Patients and sometimes physicians have the idea that a violent maneuver is required to reduce a dislocated shoulder, but in fact the opposite is true. The shoulder wants to be in alignment. After overcoming some muscle spasm, it will usually spontaneously reduce as this maneuver allows. Counter to what might seem intuitive, pulling the anteriorly dislocated shoulder farther anterior actually permits disengagement of the Hill-Sachs lesion, which can lock on the anterior glenoid. Spontaneous reduction follows.

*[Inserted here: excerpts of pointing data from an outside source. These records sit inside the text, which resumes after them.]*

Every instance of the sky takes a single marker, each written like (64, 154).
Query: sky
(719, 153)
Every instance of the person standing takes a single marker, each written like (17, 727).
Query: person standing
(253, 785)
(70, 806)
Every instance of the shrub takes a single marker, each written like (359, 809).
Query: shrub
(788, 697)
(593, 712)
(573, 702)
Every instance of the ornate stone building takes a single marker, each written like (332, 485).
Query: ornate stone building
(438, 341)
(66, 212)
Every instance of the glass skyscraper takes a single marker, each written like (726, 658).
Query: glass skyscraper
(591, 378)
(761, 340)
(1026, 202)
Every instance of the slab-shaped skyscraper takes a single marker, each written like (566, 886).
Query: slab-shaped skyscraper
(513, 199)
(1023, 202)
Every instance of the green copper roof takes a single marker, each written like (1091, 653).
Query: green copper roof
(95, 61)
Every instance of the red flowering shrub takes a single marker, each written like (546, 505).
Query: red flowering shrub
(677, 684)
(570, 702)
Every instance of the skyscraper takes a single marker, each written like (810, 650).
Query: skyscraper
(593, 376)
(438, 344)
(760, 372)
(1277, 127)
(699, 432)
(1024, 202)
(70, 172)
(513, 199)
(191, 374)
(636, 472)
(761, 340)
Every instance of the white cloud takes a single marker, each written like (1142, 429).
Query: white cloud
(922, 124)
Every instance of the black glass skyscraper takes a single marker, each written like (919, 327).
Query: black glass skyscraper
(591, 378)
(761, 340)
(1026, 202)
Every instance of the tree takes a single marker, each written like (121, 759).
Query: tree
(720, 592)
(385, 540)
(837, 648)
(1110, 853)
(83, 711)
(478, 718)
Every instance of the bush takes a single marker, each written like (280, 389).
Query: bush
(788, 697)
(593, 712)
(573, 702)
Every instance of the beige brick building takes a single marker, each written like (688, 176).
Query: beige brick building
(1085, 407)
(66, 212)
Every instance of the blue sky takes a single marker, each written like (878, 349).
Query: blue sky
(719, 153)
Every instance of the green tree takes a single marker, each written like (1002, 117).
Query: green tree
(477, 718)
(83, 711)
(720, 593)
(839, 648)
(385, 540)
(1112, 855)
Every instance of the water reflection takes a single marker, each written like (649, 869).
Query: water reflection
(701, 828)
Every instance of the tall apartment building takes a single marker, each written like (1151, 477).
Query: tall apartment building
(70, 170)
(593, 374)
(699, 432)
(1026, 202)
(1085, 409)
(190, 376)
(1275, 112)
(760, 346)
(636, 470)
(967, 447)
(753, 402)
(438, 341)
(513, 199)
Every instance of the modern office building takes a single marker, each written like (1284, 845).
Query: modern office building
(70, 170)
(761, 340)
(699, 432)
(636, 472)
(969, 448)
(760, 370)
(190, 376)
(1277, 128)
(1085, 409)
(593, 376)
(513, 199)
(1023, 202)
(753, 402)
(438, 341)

Finally, one should consider postreduction evaluation in either a physician's office or emergency department. This is especially important if it is the patient's first dislocation.

References

  1. Boss A, Holzach P, Matter P: Analgesic-free self-reduction of acute shoulder dislocation [in German]. Z Unfallchir Versicherungsmed 1993;suppl 1:215-220
  2. Boss A, Holzach P, Matter P: A new self-repositioning technique for fresh, anterior-lower shoulder dislocation [in German]. Helv Chir Acta 1993:60(1-2):263-265
  3. Ceroni D, Sadri H, Leuenberger A: Anteroinferior shoulder dislocation: an auto-reduction method without analgesia. J Orthop Trauma 1997;11(6):399-404
  4. Feinberg E: Glenohumeral instability, in Souza E (ed): Sports Injuries of the Shoulder: Conservative Management. New York City, Churchill Livingstone, 1994, pp 344-345

Dr Joy is an associate professor in the department of family and preventive medicine and a team physician at the University of Utah in Salt Lake City.